Queste le parole del direttore generale dell'Agenzia, Mario Melazzini in occasione della pubblicazione in Gazzetta Ufficiale del position paper Aifa sui medicinali biosimilari annunciata lo scorso 27 marzo a Roma durante l'incontro "Accesso alle terapie con farmaci biologici: i fenomeni di sottotrattamento e le opportunità offerte dai biosimilari". Melazzini torna sul tema con un editoriale pubblicato sul sito dell'Aifa in cui ribadisce come i farmaci biosimiliari rappresentino per l'Agenzia «un'opzione terapeutica e una risorsa per i pazienti e per il sistema sanitario» e ricorda che «spetta al medico prescrittore decidere se avviare al trattamento un paziente con il medicinale biologico o con un suo biosimilare e valutarne la sostituzione anche in corso di terapia».

La ricerca scientifica e le biotecnologie, scrive il Dg Aifa, «hanno permesso lo sviluppo di nuove terapie a base di medicinali biologici per il trattamento di malattie gravi e potenzialmente letali in campo oncologico, neurodegenerativo, dermatologico, gastroenterologico e reumatologico. Tuttavia, i costi elevati con cui tali farmaci hanno avuto (e hanno accesso) al mercato hanno posto (e pongono) un problema di sostenibilità della spesa farmaceutica oltre e soprattutto a limitarne l'accesso a una platea ristretta di pazienti. In questo contesto, la scadenza della copertura brevettuale dei farmaci biologici rappresenta un'opportunità straordinaria per i pazienti e per il sistema sanitario nel suo complesso. Oltre a consentire l'accesso alle nuove terapie a un maggior numero di pazienti, porterebbe infatti un risparmio, in termini di risorse finanziarie, che potrebbe essere re-investito nell'innovazione farmaceutica».

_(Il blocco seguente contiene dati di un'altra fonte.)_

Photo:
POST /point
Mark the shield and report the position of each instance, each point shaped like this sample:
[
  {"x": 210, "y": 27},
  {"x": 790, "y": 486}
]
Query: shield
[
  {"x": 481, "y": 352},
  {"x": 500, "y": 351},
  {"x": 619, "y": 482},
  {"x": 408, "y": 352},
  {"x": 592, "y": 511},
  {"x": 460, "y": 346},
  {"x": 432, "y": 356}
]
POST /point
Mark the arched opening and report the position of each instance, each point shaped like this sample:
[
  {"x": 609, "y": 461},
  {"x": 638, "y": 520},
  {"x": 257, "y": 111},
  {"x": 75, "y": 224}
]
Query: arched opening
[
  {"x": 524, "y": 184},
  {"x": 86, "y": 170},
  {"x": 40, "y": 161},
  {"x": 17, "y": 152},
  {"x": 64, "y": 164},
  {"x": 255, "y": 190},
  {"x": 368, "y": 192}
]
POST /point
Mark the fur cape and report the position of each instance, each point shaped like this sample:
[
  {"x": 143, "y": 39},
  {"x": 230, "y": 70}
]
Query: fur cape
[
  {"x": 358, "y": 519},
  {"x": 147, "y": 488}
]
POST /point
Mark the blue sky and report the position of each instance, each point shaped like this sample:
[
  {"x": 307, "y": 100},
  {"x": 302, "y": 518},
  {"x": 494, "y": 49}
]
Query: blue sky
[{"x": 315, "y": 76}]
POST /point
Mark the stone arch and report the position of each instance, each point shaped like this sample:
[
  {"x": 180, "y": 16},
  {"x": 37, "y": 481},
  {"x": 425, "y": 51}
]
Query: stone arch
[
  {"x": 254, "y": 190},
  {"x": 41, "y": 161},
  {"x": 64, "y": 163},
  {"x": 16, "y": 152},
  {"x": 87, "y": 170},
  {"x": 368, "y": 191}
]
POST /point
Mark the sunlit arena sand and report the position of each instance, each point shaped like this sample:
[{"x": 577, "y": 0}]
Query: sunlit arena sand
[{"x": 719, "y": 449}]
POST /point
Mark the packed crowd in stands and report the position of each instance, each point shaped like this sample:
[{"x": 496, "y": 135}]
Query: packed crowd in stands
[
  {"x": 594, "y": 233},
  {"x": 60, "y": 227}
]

Melazzini sottolinea anche che «il percorso che ha portato alla definizione e alla regolamentazione dei medicinali biosimilari in Europa è stato più celere e lineare di quanto non sia avvenuto negli Stati Uniti» tanto che il quadro regolatorio così definito «costituisce ad oggi il benchmark normativo per altre istituzioni quali l'Oms e le agenzie regolatorie extraeuropee». E aggiunge: «Il vantaggio acquisito si traduce anche in una maggiore presenza sul mercato europeo di farmaci autorizzati dall'Ema rispetto a quelli autorizzati dall'Fda». Il mercato europeo dei biosimilari, infatti, si presenta «in fermento e in continua espansione. Tra il 2006 e il 2018 nell'Unione Europea sono stati autorizzati 38 farmaci biosimilari, per un totale di 15 principi attivi. Il panorama statunitense mostra invece un mercato nel quale i farmaci biosimilari stentano ancora ad affermarsi, nonostante le recenti iniziative dell'FDA per la definizione di un quadro normativo più chiaro che favorisca il ricorso a tali medicinali. Dal 2015 ad oggi, infatti, l'FDA ha autorizzato l'immissione in commercio di 9 farmaci biosimilari (di cui solo tre commercializzati in USA), per un totale di soli sei principi attivi».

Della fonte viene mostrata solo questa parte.